The Southeastern Pennsylvania Transportation Authority (SEPTA) has started a project to capture breaking energy from subway cars and trains on the Market-Frankford Line and supply it back to the regional electric grid.
SEPTA's new smart grid solution will capture the regenerative braking energy of trains via a large-scale battery storage system and deploy that energy as virtual power into PJM's wholesale power frequency regulation and energy markets.
When trains carrying thousands of passengers brake at each station, kinetic energy is converted into electricity and later saved at an old brick substation with a vaulted ceiling.
SEPTA general manager Joe Casey said that through the pilot project, the metropolitan transportation authority will become even more energy efficient, which will help control operating costs, benefiting both customers and taxpayers.
"We've made our system cleaner, greener and more efficient in recent years; things like replacing traditional diesel buses with diesel-electric hybrids and installing energy-efficient lighting at stations, facilities and offices," Casey said.
The pilot project was launched by SEPTA in partnership with Viridity Energy, a smart grid technology firm that specialises in electric market integration.
Battery provider Saft will provide its first dual-purpose trackside energy storage systems (ESS) that offer megawatt-level electricity storage.

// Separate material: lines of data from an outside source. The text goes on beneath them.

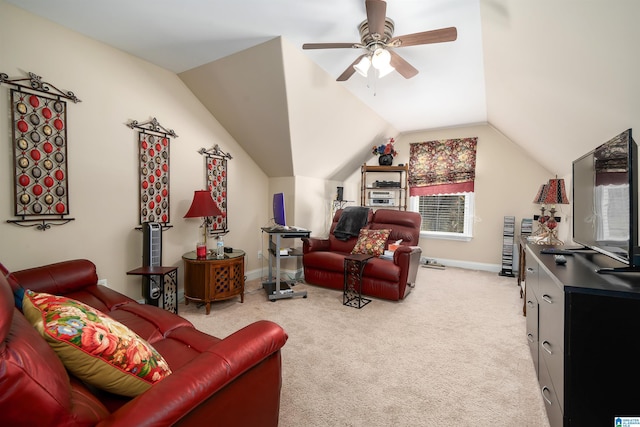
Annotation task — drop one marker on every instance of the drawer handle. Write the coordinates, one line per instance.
(546, 390)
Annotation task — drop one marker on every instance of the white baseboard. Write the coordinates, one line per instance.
(494, 268)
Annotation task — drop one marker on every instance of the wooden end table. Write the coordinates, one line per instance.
(211, 279)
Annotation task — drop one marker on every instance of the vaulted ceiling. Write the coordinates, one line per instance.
(557, 78)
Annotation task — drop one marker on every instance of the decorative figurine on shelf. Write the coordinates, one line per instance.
(386, 152)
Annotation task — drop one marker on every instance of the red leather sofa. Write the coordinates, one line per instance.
(234, 381)
(323, 259)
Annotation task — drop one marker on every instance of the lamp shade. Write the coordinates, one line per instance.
(555, 193)
(202, 205)
(540, 194)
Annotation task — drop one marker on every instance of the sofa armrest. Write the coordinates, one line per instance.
(241, 371)
(408, 258)
(312, 244)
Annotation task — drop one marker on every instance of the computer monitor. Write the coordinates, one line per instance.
(279, 214)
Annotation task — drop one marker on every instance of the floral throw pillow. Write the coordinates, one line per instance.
(371, 242)
(93, 346)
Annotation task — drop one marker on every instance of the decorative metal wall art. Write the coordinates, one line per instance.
(154, 144)
(216, 172)
(39, 140)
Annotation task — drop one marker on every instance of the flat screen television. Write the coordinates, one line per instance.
(605, 201)
(279, 214)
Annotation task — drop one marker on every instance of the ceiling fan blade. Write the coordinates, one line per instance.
(426, 37)
(405, 69)
(330, 45)
(350, 70)
(376, 15)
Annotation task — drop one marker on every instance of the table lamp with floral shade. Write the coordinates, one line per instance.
(203, 206)
(554, 194)
(539, 200)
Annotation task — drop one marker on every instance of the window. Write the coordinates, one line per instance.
(445, 216)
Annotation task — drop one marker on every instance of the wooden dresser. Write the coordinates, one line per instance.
(583, 329)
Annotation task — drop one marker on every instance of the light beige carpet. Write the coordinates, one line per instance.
(453, 353)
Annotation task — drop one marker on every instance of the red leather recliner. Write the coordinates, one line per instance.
(323, 259)
(234, 381)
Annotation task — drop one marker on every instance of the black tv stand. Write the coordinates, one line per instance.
(616, 270)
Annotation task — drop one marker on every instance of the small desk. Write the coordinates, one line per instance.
(212, 279)
(274, 287)
(353, 267)
(159, 279)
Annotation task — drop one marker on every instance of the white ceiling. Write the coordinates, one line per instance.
(181, 35)
(556, 77)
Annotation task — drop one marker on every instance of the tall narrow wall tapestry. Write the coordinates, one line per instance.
(39, 140)
(154, 144)
(216, 173)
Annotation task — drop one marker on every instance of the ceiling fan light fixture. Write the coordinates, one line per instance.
(380, 58)
(362, 67)
(381, 61)
(384, 70)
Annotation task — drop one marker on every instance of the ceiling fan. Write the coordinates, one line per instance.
(376, 37)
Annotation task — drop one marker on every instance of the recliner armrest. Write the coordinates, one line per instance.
(408, 259)
(212, 384)
(312, 244)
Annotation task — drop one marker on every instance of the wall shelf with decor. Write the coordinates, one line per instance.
(384, 187)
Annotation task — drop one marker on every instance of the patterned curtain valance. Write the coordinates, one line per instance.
(442, 167)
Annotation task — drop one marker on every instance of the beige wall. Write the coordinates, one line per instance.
(102, 155)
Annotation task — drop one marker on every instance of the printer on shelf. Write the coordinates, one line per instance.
(386, 184)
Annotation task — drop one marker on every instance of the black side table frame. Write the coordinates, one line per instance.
(353, 267)
(166, 279)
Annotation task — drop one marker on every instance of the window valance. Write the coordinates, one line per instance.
(442, 167)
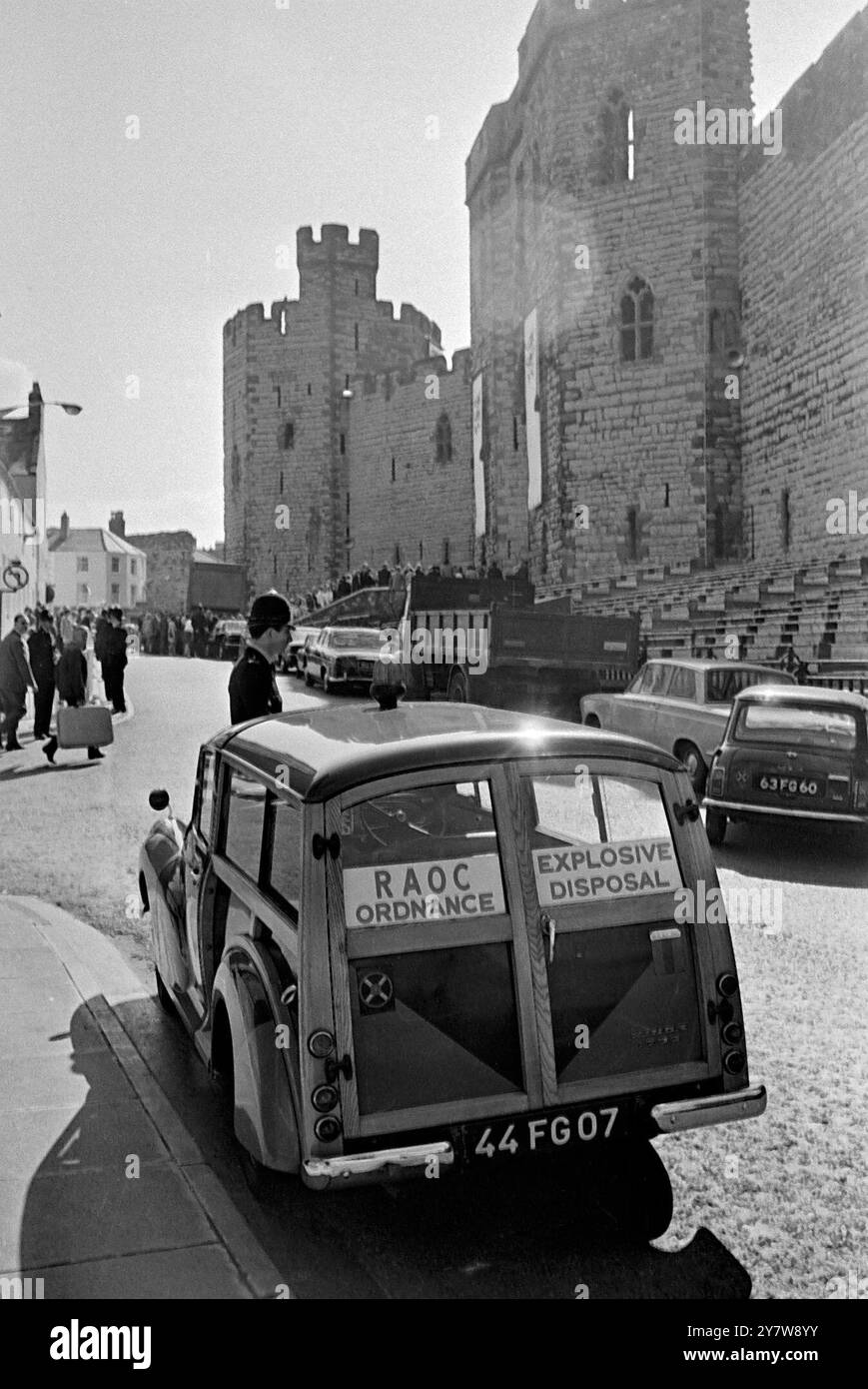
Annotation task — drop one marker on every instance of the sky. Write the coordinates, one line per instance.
(121, 259)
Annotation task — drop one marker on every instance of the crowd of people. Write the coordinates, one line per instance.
(178, 634)
(53, 653)
(388, 577)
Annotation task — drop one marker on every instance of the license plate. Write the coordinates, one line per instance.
(782, 785)
(540, 1132)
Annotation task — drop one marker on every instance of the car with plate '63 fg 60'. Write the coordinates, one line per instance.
(434, 937)
(792, 753)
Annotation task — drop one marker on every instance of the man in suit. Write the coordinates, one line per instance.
(114, 660)
(71, 677)
(42, 647)
(253, 690)
(15, 679)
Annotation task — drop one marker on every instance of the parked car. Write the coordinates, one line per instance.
(679, 704)
(790, 754)
(307, 649)
(344, 656)
(436, 937)
(228, 638)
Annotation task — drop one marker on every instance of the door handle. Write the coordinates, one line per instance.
(548, 928)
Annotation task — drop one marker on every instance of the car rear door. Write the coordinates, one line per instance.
(430, 960)
(472, 981)
(618, 979)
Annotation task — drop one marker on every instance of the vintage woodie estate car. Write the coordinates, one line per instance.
(342, 656)
(792, 754)
(680, 704)
(439, 936)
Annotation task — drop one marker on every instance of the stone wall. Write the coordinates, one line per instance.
(170, 555)
(651, 435)
(285, 416)
(403, 499)
(806, 309)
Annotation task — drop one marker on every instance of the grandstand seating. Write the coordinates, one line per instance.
(817, 608)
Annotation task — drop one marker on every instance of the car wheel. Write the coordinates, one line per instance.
(263, 1182)
(715, 825)
(163, 993)
(457, 692)
(633, 1190)
(692, 758)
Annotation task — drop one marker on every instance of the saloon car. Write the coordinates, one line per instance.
(228, 638)
(679, 704)
(342, 656)
(430, 939)
(792, 754)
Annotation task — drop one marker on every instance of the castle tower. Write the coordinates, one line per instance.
(604, 289)
(287, 409)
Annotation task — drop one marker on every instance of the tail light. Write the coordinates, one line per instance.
(327, 1128)
(321, 1043)
(735, 1061)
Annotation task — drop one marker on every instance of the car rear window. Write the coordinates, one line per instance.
(245, 821)
(797, 726)
(356, 638)
(722, 687)
(600, 836)
(428, 853)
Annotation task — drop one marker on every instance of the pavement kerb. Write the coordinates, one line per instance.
(111, 978)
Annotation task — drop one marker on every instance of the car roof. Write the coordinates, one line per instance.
(801, 694)
(706, 663)
(330, 750)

Saft will design, manufacture and commission its Intensium Max20 P System, a battery ESS, while power controls, power conversion and system integration will be offered by Envitech Energy using its Envistore system.
SEPTA said that with all the technologies from its partners, the train's regenerative braking energy is being transformed into virtual power that will provide energy savings.
Viridity Energy president and CEO Audrey Zibelman said: "By harnessing the regenerative braking power of the trains and empowering SEPTA to become a virtual power generator that can provide valuable and environmentally responsible service to the electric grid, we can fulfil the promise of interconnected systems on the grid and behind the meter, responding dynamically to reliability and economic signals to strengthen the grid."
In 2010, SEPTA received a $900,000 grant from the Pennsylvania Energy Development Authority for the project.
Image: SEPTA will capture the regenerative braking energy of trains on the Market-Frankford Line through a large scale battery storage system. Photo: courtesy of AEMoreira042281.